Pipeline is a version-controlled collection of executions some of which rely on the results of the previous executions thus creating a directed graph. These pipeline graphs consist of nodes and edges and we’ll discuss these further down.
For example, consider the following sequence of data science operations:
- Preprocess dataset on a memory-optimized machine
- Train multiple machine learning models on GPU machines using the preprocessed data
- Evaluate all of the trained models
- Find-best-model compare the models to find the best model
- Deploy a new version of your trained model for online inference
Our pipeline would have 4 or more nodes; at least one for each step mentioned above and one for the deployment.
In the example below we’ll train 3 different models in parallel and compare them to find the best performing model that we can deploy to an HTTP endpoint. It is worth noting that when evaluating multiple trained models inside a pipeline, the comparison for choosing the best model is not done automatically. It’s up to you to define the comparison according to your models' criteria and run the comparison in its own node (find-best-model node in the figure below).
You can manage pipelines under the
Pipelines tab on the web app if the feature has been enabled for your account. Your project will need to connect to a Git repository and have a pipelines section defined in your
Nodes of the pipeline (the circles that receive something and/or produce something):
- Nodes can be either executions, or deployments.

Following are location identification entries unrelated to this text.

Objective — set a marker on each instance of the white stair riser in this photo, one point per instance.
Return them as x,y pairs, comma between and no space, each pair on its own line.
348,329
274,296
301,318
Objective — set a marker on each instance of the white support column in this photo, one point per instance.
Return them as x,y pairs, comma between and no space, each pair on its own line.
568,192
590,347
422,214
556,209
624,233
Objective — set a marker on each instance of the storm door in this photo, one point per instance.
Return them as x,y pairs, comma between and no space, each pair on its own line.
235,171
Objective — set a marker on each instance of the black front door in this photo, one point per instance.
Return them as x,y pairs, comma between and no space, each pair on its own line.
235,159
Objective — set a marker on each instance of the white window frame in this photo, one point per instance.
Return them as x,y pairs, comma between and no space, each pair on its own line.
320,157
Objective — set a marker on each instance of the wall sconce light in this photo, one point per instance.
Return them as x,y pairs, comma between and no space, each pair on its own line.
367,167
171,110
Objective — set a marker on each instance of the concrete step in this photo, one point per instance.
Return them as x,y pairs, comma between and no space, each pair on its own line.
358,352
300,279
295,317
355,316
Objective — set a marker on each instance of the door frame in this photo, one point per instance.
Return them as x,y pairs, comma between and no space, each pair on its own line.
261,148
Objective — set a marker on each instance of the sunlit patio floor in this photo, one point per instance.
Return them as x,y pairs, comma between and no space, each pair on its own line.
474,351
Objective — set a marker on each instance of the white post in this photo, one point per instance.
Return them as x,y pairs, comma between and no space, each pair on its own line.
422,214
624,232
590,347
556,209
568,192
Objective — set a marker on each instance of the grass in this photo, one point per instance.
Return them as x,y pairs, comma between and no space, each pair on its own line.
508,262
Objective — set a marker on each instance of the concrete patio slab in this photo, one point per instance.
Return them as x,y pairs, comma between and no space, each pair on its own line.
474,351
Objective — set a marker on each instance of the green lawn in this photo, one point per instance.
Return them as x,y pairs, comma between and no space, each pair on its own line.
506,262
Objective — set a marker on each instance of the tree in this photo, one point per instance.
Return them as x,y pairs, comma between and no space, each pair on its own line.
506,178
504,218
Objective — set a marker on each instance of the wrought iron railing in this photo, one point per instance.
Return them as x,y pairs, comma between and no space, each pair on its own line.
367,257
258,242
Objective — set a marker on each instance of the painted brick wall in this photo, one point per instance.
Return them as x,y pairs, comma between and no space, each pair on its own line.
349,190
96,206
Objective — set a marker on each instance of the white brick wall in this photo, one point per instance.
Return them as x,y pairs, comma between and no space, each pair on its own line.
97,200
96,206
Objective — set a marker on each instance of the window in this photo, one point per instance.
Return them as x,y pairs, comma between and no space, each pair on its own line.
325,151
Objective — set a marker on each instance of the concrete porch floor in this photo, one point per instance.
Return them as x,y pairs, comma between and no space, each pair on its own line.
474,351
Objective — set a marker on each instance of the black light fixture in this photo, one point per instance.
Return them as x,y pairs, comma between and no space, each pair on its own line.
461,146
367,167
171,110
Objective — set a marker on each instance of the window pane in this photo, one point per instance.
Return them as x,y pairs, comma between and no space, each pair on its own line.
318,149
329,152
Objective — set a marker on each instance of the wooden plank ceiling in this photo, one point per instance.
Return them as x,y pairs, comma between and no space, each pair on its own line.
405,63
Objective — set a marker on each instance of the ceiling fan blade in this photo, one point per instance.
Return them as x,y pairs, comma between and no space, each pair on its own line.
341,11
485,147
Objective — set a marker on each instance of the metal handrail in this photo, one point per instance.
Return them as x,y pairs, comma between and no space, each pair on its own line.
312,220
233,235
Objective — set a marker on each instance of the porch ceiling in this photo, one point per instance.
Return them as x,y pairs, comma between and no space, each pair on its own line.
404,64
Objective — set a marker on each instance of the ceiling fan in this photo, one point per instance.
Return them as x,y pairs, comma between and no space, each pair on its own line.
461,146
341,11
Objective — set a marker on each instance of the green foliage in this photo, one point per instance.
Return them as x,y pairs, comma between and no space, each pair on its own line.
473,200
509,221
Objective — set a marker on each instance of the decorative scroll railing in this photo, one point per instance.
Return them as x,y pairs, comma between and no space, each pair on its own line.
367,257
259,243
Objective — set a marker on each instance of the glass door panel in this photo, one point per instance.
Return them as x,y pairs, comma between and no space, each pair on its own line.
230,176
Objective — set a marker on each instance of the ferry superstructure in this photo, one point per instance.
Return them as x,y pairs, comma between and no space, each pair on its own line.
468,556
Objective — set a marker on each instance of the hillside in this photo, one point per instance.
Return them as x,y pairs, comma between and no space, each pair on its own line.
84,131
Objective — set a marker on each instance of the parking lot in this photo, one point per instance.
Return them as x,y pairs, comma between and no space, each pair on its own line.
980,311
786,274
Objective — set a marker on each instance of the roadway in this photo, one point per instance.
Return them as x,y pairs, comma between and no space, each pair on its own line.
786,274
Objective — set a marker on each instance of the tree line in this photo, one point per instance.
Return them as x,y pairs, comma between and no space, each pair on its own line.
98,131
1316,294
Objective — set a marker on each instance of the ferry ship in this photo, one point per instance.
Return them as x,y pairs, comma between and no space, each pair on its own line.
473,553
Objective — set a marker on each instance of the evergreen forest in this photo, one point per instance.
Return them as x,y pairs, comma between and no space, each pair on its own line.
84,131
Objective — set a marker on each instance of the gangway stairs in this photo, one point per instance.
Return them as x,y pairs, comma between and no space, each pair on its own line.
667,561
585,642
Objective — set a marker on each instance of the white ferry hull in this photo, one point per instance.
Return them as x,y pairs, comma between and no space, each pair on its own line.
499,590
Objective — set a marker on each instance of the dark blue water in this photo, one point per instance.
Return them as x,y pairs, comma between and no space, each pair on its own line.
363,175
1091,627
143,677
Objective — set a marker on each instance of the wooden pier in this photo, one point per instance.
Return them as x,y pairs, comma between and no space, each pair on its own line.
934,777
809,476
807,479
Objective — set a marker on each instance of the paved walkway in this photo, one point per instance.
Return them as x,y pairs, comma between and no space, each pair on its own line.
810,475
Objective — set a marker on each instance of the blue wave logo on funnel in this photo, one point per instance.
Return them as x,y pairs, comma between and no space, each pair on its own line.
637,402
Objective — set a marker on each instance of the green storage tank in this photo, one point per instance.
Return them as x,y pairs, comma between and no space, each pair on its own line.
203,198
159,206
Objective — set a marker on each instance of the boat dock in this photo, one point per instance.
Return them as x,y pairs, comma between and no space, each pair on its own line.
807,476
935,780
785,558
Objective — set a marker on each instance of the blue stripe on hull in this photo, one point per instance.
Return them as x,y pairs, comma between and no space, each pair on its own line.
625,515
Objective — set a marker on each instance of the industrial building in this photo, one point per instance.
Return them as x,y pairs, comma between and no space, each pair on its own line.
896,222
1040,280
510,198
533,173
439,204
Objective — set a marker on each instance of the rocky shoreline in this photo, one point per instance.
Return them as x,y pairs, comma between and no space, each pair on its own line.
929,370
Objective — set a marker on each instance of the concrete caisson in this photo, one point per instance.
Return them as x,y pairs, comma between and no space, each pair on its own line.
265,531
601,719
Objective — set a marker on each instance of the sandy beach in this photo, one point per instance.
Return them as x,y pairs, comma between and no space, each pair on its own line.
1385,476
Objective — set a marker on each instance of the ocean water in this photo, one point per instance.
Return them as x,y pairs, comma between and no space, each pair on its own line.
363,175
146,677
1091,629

- It is also possible to run Tasks inside pipelines by converting an execution node into a task node.
- Each node will start automatically when all of the requirements have been met.
- Each node has a list of “edges” (explained below).
Edges of the pipeline (the lines between nodes) are either:
- output files used as an input of an upcoming execution or deployment.
- input files, to allow for copying inputs from one node to another and ensure multiple pipeline nodes use the same inputs.
- parameters that are passed from one node to another.
- metadata that is passed from the node where it was created to a parameter in the next node.